Replace usages of administrative resource resolver in neba core with service user resource resolvers

[olaf-otto]

Up to AEM 6 / Sling 8, services accessing the JCR would often use an administrative resource resolver should they require unrestricted access to all content. Now, a new mechanism to define service users has been introduced (https://cwiki.apache.org/confluence/display/SLING/Service+Authentication). Since using the administrative resource resolver is deprecated, the neba core should switch to the service user API.

[djessup]

It's worth knowing that in 6.0 service users are just regular rep:user authorizables, and configured in the Service User mapping service. As of 6.1 they tightened things up a bit, and now service users can't be just any old user - they have to be a rep:ServiceUser (new nodetype in 6.1) and while there does appear to be legacy support for the Service User mapping service, there is also a new version of the service which works as a configuration factory rather than a single shared configuration.

I know this is true as at 6.0 SP1 - I'm not sure if any of these changes were included in SP2 or 3 (pretty sure not SP2, less sure about SP3).

Anyway, while the service user concept is a good one, supporting it across multiple AEM versions will probably be tricky. I'm not sure how far back the getServiceResourceResolver method exists in AEM (e.g 5.6? 5.5?). I think you'd either need to draw a line for 4.0.0 and say only AEM 6.1+, which will limit uptake, or find a way to isolate the functionality into a bundle or something that is conditionally loaded (does Java have #pragmas?) by AEM version, if that's possible?

[djessup]

Just for future reference, I can only see two instances of getAdministrativeResourceResolver in the Neba source:

1. io.neba.core.resourcemodels.registration.ModelRegistryConsolePlugin (and associated tests)
2. io.neba.core.sling.AdministrativeResourceResolver (and associated tests)

If ModelRegistryConsolePlugin could make use of the AdministrativeResourceResolver service, instead of using its own ResourceResolverFactory that would probably be a good first step to migrating to service resolvers, since everything would be abstracted via that service so there'd be a single point to migrate.

[olaf-otto]

NEBA 4.0.x will support AEM 6.1+ - and this API change is one of the reasons. The others being websocket support and significant differences of the underlying framework revisions as well as support for JAVA 1.8+.

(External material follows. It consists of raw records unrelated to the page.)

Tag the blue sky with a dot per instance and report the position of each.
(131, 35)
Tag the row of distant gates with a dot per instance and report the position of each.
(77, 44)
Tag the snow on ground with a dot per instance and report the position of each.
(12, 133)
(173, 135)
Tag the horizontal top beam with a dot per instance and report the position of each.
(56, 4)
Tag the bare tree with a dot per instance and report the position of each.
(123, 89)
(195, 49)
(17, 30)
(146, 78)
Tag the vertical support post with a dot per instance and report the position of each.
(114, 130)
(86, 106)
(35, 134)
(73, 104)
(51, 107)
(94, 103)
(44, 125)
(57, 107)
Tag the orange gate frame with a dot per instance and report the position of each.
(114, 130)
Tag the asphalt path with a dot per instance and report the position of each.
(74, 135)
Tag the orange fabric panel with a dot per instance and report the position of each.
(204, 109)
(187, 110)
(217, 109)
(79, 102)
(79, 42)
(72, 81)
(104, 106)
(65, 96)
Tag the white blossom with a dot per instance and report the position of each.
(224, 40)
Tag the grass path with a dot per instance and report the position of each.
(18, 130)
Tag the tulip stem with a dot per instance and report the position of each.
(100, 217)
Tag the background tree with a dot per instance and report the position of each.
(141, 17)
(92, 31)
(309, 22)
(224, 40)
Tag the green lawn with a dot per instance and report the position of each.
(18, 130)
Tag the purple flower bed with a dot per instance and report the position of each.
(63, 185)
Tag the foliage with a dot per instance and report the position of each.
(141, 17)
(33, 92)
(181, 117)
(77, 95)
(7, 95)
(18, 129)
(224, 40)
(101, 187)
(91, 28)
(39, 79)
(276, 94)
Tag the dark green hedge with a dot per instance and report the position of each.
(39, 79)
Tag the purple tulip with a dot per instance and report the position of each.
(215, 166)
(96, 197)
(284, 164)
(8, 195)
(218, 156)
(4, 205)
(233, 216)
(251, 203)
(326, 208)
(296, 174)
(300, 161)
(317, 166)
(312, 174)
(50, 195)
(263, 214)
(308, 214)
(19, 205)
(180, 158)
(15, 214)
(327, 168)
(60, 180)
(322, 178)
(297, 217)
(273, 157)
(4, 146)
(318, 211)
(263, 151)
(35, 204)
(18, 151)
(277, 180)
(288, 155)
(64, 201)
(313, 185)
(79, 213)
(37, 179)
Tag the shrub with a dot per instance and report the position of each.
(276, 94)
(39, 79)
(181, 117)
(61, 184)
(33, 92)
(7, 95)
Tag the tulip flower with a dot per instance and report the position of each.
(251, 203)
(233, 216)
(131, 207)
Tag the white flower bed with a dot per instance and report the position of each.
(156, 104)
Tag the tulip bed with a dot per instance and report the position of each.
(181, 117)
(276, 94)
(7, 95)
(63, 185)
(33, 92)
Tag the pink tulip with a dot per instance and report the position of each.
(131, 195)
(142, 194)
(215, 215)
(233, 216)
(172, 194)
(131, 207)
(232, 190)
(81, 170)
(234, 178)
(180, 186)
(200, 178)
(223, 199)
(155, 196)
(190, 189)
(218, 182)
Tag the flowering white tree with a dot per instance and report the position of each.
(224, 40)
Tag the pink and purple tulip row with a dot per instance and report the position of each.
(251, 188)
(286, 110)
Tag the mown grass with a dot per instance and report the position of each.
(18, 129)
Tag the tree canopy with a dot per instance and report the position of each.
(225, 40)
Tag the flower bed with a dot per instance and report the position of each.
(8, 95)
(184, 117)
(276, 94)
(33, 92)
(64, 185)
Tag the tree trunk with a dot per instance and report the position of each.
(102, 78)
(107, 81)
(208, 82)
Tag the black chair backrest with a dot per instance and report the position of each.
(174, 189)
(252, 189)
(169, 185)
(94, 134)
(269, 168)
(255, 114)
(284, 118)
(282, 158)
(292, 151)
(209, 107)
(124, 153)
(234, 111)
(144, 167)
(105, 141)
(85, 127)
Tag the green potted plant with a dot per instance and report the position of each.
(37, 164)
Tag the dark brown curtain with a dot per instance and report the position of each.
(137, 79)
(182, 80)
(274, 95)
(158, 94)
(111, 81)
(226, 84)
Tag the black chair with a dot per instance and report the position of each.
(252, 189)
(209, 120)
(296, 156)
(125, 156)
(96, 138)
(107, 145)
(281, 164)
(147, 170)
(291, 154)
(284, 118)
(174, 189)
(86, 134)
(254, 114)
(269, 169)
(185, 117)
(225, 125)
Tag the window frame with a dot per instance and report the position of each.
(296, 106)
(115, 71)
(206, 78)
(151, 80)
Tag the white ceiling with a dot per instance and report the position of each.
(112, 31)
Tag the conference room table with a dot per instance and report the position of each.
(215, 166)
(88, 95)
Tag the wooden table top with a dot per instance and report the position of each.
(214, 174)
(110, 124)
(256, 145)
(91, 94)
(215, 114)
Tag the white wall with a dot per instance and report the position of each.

Thus, this change can now leverage the rep:ServiceUser node type and the factory configurations for the service user mapping for deployment.

[olaf-otto]

Update: I've analyzed how Sling addresses this situation. After all, Sling also requires a resource resolver with elevated privileges to access the resource type hierarchy. There (Specifically, in the SlingServletResolver), a service user may be configured, otherwise, the resolution falls back the administrative user.

I think NEBA should follow this style - at the moment I see no benefit in deploying dedicated service users.

[olaf-otto]

While further analyzing the solution option, I discovered the entire usage of the administrative resource resolver can be discarded. With the Sling version shipped with AEM 6.1 (i.e. Sling API 2.9.0), the resource resolver implementation (https://github.com/apache/sling/blob/trunk/bundles/resourceresolver/src/main/java/org/apache/sling/resourceresolver/impl/ResourceResolverImpl.java) features the getParentResourceType method. This method internally switches to the administrative resource resolver.

Thus, NEBA's custom implementation is no longer required. Won't fix.